By Onome Amuge
Wheat prices trended upwards in the last quarter of 2020, rising much higher on the international market from $415 to $450 per tonne in January after Russia, the world’s largest exporter, announced export taxes on its wheat and grain export quotas.
Wheat, boosted by long-term trends in population growth in China, India and Africa including, Egypt, Algeria and Nigeria, where importation is higher than production, has pushed demand on an upward scale.
This, according to market analysts, makes the wheat market volatile, as the widespread consumption of wheat for food and the impact of weather conditions on production can drive large price changes, making it a profitable market for traders and investors looking to buy when fundamentals indicate the potential for an upward trend in price.

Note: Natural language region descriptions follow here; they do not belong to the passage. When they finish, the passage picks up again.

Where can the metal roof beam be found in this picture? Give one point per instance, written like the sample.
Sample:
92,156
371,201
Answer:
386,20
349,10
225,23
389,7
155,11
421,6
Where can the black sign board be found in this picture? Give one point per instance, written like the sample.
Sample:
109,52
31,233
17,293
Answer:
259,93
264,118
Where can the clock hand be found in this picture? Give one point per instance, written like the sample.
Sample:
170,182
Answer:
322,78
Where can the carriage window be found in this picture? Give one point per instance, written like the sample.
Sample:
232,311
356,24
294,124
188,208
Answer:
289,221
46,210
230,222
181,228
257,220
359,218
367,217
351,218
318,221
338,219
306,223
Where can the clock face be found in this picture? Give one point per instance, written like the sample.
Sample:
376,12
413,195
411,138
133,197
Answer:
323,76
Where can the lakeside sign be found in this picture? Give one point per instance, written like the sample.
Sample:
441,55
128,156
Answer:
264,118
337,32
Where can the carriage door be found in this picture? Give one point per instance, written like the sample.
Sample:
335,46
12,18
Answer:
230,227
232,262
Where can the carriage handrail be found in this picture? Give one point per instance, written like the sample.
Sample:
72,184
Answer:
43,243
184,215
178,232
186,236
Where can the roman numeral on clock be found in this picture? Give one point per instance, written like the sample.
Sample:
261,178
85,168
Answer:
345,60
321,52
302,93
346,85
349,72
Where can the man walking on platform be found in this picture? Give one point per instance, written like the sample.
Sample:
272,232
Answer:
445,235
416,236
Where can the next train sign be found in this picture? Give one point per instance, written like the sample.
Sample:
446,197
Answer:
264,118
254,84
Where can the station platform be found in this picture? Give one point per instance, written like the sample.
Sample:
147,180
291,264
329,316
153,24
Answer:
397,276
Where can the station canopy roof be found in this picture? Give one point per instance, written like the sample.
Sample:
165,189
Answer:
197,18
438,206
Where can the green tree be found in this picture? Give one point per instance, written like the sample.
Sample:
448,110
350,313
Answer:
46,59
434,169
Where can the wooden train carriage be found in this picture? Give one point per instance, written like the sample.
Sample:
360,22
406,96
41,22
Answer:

However, the recent move by Russia to introduce export taxes from February into the 2021/2022 trading year, while increasing supply and reducing prices on its domestic market is set to disrupt supply on the international markets, experts project.
As a result, commodity analysts are wondering what is ahead for the international wheat market in 2021.
Helen Plant, senior analyst at the Agriculture and Horticulture Development Board (AHDB), UK, believes the goal of the Russian taxes is not only to reduce domestic prices but also, a measure to curtail the effects of the covid-19 pandemic and recession fears. The new tax on wheat, she continued, is high enough that it could limit exports of wheat from Russia this season, leading to a continuous surge in wheat prices.
Jack Scoville, an analyst at Price Futures Group, Chicago, asserts that the wheat industry is in buying mode and the trade is keeping an eye on Russia for price direction which is likely to remain high for a long period.
Futures prices for UK wheat on the Intercontinental Exchange (ICE) indicate that the market is set to remain above £200 per tonne out to July, then slip back to the £165 level by November.